San Francisco is thought of internationally as a “business town,” he added, which is part of the reason most of the foreign interest comes from Asia. Russian and Middle Eastern clients looking for a “playground” were hot on the city 10 to twenty years ago, he said, but now set their sights on Los Angeles.

Michael Dreyfus of Golden Gate Sotheby’s said a return to work and in-person meetings are also on the minds of Peninsula buyers, both international and otherwise.

Before the pandemic, more than half his business was either mainland Chinese buyers who wanted access to Silicon Valley resources or those relocating from another area in the U.S. for a new job.

“International buyers are still kind of a rumor,” he said. “But the relocation trend is real.”

In either case, there is not a lot to choose from; mid-Peninsula inventory is down 50 percent from one year ago, he said.
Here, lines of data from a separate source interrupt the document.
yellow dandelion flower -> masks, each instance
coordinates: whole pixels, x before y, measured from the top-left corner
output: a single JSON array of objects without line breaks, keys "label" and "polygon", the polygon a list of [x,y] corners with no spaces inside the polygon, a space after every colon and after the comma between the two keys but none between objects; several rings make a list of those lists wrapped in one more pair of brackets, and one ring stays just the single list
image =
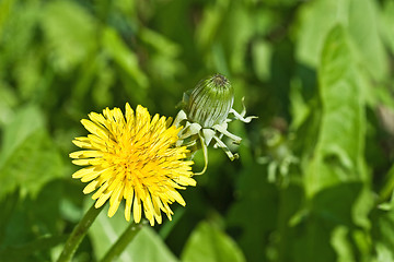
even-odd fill
[{"label": "yellow dandelion flower", "polygon": [[109,200],[109,217],[125,199],[127,221],[132,212],[139,223],[142,207],[152,226],[154,221],[161,224],[161,211],[171,221],[169,204],[186,204],[177,189],[196,186],[193,162],[185,159],[188,151],[175,146],[181,129],[170,127],[172,119],[159,115],[151,119],[142,106],[134,112],[129,104],[125,116],[119,108],[106,108],[103,114],[91,112],[89,118],[81,122],[91,134],[72,141],[83,151],[70,154],[73,164],[86,166],[72,175],[90,182],[83,193],[97,190],[92,195],[96,209]]}]

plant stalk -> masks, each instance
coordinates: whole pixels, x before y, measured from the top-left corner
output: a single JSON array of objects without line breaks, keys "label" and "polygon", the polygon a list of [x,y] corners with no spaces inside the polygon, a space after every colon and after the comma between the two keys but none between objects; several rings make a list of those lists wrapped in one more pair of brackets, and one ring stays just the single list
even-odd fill
[{"label": "plant stalk", "polygon": [[83,237],[86,235],[88,229],[94,222],[94,219],[97,217],[100,212],[103,210],[104,205],[100,209],[94,207],[93,205],[90,207],[90,210],[85,213],[85,215],[82,217],[82,219],[79,222],[79,224],[74,227],[71,235],[66,241],[66,245],[63,247],[63,250],[57,260],[58,262],[70,262],[73,254],[76,253],[79,245],[81,243]]}]

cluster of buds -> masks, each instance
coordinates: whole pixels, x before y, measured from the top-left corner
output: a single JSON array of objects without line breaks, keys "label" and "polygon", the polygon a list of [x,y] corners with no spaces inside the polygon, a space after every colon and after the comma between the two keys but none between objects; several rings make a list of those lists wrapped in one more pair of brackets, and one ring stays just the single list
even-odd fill
[{"label": "cluster of buds", "polygon": [[[208,145],[213,141],[213,147],[222,148],[231,160],[239,155],[233,154],[222,141],[225,135],[232,143],[240,144],[241,138],[228,131],[228,123],[233,120],[250,122],[256,117],[245,117],[246,109],[242,99],[243,110],[236,112],[232,106],[234,90],[228,79],[221,74],[215,74],[201,80],[194,90],[184,94],[182,109],[177,114],[174,124],[183,126],[178,133],[177,145],[186,145],[192,153],[202,148],[205,166],[201,175],[208,166]],[[232,117],[229,115],[232,114]]]}]

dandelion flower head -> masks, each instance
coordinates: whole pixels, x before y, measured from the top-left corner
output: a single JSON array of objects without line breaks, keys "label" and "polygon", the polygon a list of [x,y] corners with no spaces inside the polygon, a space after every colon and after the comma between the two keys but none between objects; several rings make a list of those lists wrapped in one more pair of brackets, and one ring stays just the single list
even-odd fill
[{"label": "dandelion flower head", "polygon": [[127,221],[132,213],[139,223],[142,210],[152,226],[162,223],[161,212],[171,221],[169,204],[186,204],[177,190],[196,184],[187,148],[175,146],[181,128],[171,126],[171,118],[151,118],[142,106],[134,112],[129,104],[125,116],[119,108],[106,108],[89,118],[81,122],[91,134],[72,141],[83,150],[70,154],[73,164],[84,166],[72,175],[89,182],[83,193],[96,190],[96,209],[109,200],[109,217],[125,199]]}]

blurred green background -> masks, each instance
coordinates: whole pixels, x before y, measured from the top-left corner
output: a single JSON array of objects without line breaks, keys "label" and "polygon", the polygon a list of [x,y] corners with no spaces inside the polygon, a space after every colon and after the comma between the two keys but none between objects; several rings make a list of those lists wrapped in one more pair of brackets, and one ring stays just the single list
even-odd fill
[{"label": "blurred green background", "polygon": [[[230,124],[241,158],[210,148],[186,207],[119,261],[394,261],[393,66],[390,0],[1,0],[0,261],[56,260],[93,203],[71,179],[80,119],[175,117],[213,73],[258,116]],[[126,227],[104,211],[76,261]]]}]

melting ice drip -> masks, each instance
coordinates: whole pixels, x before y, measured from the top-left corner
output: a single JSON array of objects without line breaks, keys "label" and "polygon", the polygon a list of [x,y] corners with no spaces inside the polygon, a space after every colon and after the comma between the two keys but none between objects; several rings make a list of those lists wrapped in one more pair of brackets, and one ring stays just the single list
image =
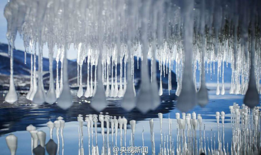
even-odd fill
[{"label": "melting ice drip", "polygon": [[[205,132],[206,124],[203,124],[202,117],[200,114],[193,112],[192,113],[182,113],[181,117],[179,113],[176,113],[177,121],[176,140],[172,136],[173,130],[172,127],[172,119],[168,119],[168,134],[164,133],[164,136],[162,133],[162,120],[163,115],[159,113],[158,118],[160,119],[160,143],[159,144],[155,143],[153,130],[154,123],[153,119],[149,120],[150,129],[151,135],[151,149],[152,154],[156,154],[155,152],[155,147],[160,147],[160,152],[158,154],[165,155],[168,154],[200,154],[204,153],[205,154],[255,154],[260,152],[261,146],[260,140],[260,121],[261,119],[261,112],[260,107],[255,107],[251,109],[244,104],[242,104],[241,108],[238,104],[234,103],[233,106],[229,106],[230,111],[231,123],[232,130],[232,138],[230,149],[229,149],[229,142],[224,140],[225,113],[224,111],[220,113],[216,113],[215,118],[217,126],[217,131],[213,131],[213,127],[211,127],[211,134],[208,134],[206,135]],[[79,122],[78,128],[79,132],[79,155],[84,154],[84,149],[83,145],[84,133],[83,131],[84,118],[81,115],[79,115],[77,117]],[[227,116],[226,116],[227,117]],[[99,121],[101,124],[102,134],[102,147],[99,149],[97,145],[97,123]],[[220,119],[221,120],[220,120]],[[59,117],[58,120],[54,123],[49,121],[47,123],[47,126],[50,129],[51,139],[46,144],[46,147],[47,149],[49,147],[48,145],[53,143],[52,139],[52,131],[55,127],[57,128],[56,135],[58,140],[58,149],[56,149],[57,145],[52,151],[57,152],[59,154],[59,131],[60,129],[61,134],[62,142],[62,154],[64,152],[64,141],[63,131],[64,127],[64,121],[63,118]],[[221,122],[220,122],[221,120]],[[99,154],[115,154],[112,152],[112,148],[117,146],[117,140],[118,134],[117,131],[120,131],[120,146],[119,147],[127,147],[126,143],[126,133],[127,131],[127,126],[128,120],[124,117],[119,116],[118,119],[116,117],[113,117],[108,115],[104,115],[102,114],[99,116],[95,114],[86,115],[84,121],[87,123],[88,144],[88,154],[96,155]],[[106,127],[104,126],[104,122],[106,124]],[[134,137],[135,126],[136,122],[135,120],[130,121],[131,126],[131,134],[129,146],[136,146],[134,144]],[[95,140],[94,140],[94,124],[95,127],[94,130],[95,132]],[[119,127],[118,128],[118,127]],[[124,134],[122,134],[122,129],[124,129]],[[35,127],[31,125],[26,128],[27,130],[31,133],[32,137],[32,151],[33,149],[35,152],[37,147],[44,148],[45,141],[45,133],[42,131],[36,130]],[[144,127],[143,127],[143,130]],[[106,132],[105,132],[106,130]],[[115,131],[115,135],[114,132]],[[216,132],[217,132],[217,135]],[[143,146],[144,146],[142,132]],[[199,136],[197,136],[199,134]],[[124,143],[123,142],[124,136]],[[114,143],[114,138],[115,143]],[[217,143],[216,143],[217,138]],[[17,138],[14,135],[10,134],[6,138],[7,143],[10,150],[11,154],[15,154],[17,148]],[[111,139],[111,141],[110,140]],[[40,145],[38,145],[39,142]],[[50,143],[48,144],[48,143]],[[174,144],[176,144],[176,146]],[[127,145],[126,145],[127,144]],[[148,146],[147,144],[146,145]],[[38,149],[39,149],[38,148]],[[47,151],[48,150],[47,150]],[[100,153],[99,153],[99,151]],[[48,153],[49,152],[48,152]],[[49,154],[55,154],[55,153]]]},{"label": "melting ice drip", "polygon": [[[88,98],[98,94],[96,95],[100,97],[95,98],[94,101],[99,100],[95,102],[102,104],[92,104],[97,110],[101,110],[106,106],[105,96],[124,96],[130,98],[136,95],[133,83],[135,56],[138,60],[140,58],[143,60],[141,88],[137,103],[137,108],[143,112],[154,109],[158,105],[157,94],[160,95],[163,93],[162,76],[168,76],[169,94],[172,70],[175,70],[176,73],[178,85],[176,94],[180,96],[177,106],[183,111],[193,107],[197,102],[197,98],[201,106],[208,102],[206,68],[208,72],[210,67],[211,78],[213,74],[218,77],[217,95],[224,94],[225,61],[227,67],[228,63],[231,63],[232,70],[229,93],[245,94],[244,103],[253,108],[258,103],[258,91],[261,93],[261,10],[258,6],[261,6],[261,2],[258,0],[194,1],[8,1],[4,15],[8,22],[6,36],[9,43],[11,68],[10,87],[5,100],[13,103],[17,100],[13,79],[12,57],[18,32],[22,36],[25,52],[28,52],[29,46],[31,49],[34,47],[34,51],[31,52],[34,53],[34,69],[31,57],[31,86],[29,93],[30,94],[28,98],[36,103],[52,103],[56,100],[55,96],[57,98],[60,96],[68,98],[60,100],[61,102],[67,101],[60,104],[63,108],[67,108],[71,105],[65,60],[66,49],[73,44],[75,49],[77,49],[79,86],[77,95],[80,97],[84,95],[82,71],[84,60],[86,63],[87,59],[87,88],[84,96]],[[50,72],[50,87],[46,95],[43,84],[42,59],[43,46],[46,43],[49,49],[50,70],[55,45],[58,49],[56,59],[57,68],[60,61],[62,69],[59,85],[57,71],[55,91]],[[37,86],[36,53],[39,56],[39,64]],[[146,66],[148,58],[152,60],[150,83]],[[156,80],[156,59],[159,62],[161,73],[159,89]],[[119,62],[119,86],[117,71]],[[215,66],[215,62],[217,66]],[[127,63],[128,69],[126,77],[126,68],[123,71],[123,66],[126,66]],[[198,90],[196,86],[197,69],[201,75]],[[220,92],[219,79],[221,76]],[[103,85],[106,86],[105,93],[102,86]],[[128,93],[124,95],[126,92]],[[190,97],[186,97],[188,96]],[[126,104],[123,106],[128,110],[136,105],[134,101],[128,103],[129,106]]]}]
Very few properties have been updated to the degree that buyers from near and far seem to be craving now.

Local buyers will have even more competition in 2022, all the agents agreed, as more companies are expecting everyone from executive to entry level workers to be back in the office at least a few days a week.

“You can live a little bit farther from work,” Dreyfus said. “But you can’t live in another state.”

International buyers also often come with all cash offers that are tough for local buyers who need financing to beat. Plus, buyers from overseas tend to be wealthy, meaning they don’t see San Francisco as unaffordable, especially in comparison with other luxury destinations like London, Singapore and Monaco, said San Francisco agent Goodrich.

With stock market gains, the tremendous appreciation in some crypto currencies and rising home values, the Bay Area feels like a pretty safe bet to plant the money many foreign buyers have accumulated in the last few years—if they can manage to navigate the ultra competitive market.

“The money that’s out there has to find a home,” Goodrich said. “No pun intended.”